Public Health Relevance

Mitochondria are highly dynamic, and the fusion and fission of mitochondria represent an increasingly important, but poorly understood node of cellular regulation. Recent studies have shown that defects in the fusion-fission balance have detrimental effects on human health including an involvement in diabetes and cancer.
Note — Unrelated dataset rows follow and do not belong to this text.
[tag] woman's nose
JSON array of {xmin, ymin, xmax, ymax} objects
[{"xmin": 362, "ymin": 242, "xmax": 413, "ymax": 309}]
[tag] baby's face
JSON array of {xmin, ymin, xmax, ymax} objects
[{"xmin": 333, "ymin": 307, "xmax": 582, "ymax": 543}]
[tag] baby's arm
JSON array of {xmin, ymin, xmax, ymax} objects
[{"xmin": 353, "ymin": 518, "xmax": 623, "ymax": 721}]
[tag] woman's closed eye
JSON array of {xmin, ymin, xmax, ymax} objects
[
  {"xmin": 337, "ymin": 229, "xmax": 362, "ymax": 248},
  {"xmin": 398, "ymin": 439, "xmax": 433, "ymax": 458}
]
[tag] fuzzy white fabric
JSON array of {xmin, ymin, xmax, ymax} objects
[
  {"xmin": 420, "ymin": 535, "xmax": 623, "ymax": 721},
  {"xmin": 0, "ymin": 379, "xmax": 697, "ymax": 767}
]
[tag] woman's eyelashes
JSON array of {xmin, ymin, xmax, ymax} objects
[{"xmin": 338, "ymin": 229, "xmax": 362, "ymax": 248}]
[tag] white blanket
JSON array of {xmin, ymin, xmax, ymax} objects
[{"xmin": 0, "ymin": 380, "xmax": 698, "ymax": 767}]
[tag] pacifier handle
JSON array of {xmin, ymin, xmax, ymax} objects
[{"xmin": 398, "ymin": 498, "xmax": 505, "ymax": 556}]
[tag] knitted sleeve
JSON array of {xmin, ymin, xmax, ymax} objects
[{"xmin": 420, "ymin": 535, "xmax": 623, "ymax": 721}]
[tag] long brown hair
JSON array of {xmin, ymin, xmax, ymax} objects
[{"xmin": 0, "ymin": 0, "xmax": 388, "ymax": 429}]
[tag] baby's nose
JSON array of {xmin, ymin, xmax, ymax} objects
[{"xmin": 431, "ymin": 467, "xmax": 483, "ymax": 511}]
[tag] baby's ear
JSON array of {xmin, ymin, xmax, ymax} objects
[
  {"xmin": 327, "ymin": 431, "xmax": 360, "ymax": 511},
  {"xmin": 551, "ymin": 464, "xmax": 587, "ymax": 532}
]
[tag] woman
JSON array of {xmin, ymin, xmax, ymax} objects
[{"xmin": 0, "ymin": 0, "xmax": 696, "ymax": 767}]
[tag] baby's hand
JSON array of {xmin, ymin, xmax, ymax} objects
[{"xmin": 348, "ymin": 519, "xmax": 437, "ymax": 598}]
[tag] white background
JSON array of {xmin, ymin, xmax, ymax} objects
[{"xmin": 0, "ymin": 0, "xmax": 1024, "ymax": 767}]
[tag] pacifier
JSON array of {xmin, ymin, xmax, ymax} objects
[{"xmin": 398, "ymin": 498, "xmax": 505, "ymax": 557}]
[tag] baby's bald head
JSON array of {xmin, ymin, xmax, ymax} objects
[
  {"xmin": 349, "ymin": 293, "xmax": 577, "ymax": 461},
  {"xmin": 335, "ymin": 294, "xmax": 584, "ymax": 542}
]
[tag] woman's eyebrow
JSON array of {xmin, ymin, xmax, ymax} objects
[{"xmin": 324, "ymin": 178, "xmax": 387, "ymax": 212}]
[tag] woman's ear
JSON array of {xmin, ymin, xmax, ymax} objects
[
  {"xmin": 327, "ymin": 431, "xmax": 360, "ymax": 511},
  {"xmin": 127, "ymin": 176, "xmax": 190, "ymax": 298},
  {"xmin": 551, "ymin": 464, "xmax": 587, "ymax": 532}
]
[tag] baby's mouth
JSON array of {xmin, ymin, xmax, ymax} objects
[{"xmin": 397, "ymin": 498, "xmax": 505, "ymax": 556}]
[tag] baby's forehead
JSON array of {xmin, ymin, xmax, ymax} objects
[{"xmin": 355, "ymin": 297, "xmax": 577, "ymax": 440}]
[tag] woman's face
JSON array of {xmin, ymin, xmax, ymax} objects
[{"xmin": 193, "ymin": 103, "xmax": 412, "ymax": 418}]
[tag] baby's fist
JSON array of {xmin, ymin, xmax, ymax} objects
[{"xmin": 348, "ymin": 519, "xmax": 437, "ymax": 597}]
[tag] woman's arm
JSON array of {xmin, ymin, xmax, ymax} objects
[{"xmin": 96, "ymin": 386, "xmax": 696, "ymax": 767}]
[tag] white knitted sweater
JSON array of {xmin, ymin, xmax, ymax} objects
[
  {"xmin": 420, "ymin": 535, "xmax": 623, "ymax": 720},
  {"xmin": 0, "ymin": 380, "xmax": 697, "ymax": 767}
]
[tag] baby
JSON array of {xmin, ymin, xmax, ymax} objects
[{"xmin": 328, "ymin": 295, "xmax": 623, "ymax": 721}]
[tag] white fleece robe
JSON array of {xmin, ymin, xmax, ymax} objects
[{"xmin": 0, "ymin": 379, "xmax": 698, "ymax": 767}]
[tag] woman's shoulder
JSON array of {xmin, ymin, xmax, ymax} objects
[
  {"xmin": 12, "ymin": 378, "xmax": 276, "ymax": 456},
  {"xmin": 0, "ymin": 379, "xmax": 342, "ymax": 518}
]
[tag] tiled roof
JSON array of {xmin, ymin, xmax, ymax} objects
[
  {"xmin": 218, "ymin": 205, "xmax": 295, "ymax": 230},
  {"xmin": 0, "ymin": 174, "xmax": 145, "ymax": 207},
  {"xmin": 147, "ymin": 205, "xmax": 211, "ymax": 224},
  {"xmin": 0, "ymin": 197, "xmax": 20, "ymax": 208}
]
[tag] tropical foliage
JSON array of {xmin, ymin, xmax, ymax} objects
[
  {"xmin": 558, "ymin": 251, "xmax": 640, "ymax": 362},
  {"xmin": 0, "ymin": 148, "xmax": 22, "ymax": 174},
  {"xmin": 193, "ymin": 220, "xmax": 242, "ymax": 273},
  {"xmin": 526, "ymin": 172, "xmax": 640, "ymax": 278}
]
Further, many of the processes regulated by mitochondrial dynamics overlap with those that are induced by oncogenic Ras signaling. We have recently published that activated Ras signals through the MAPK pathway to promote mitochondrial fission. This mitochondrial fission is in turn required for MAPK-driven tumor growth. However, why mitochondrial fission is important for tumor growth remains to be understood. This proposal sets out to determine how mitochondrial fragmentation impacts the physiological processes necessary for tumor growth. If successful, these studies will reveal novel, physiologically-relevant and mechanistic insights into how activation of the Ras-MAPK pathway promotes tumor growth. Furthermore, these studies will elucidate novel regulatory mechanisms of mitochondrial dynamics and potentially provide novel therapeutic targets for the treatment of Ras-driven cancers.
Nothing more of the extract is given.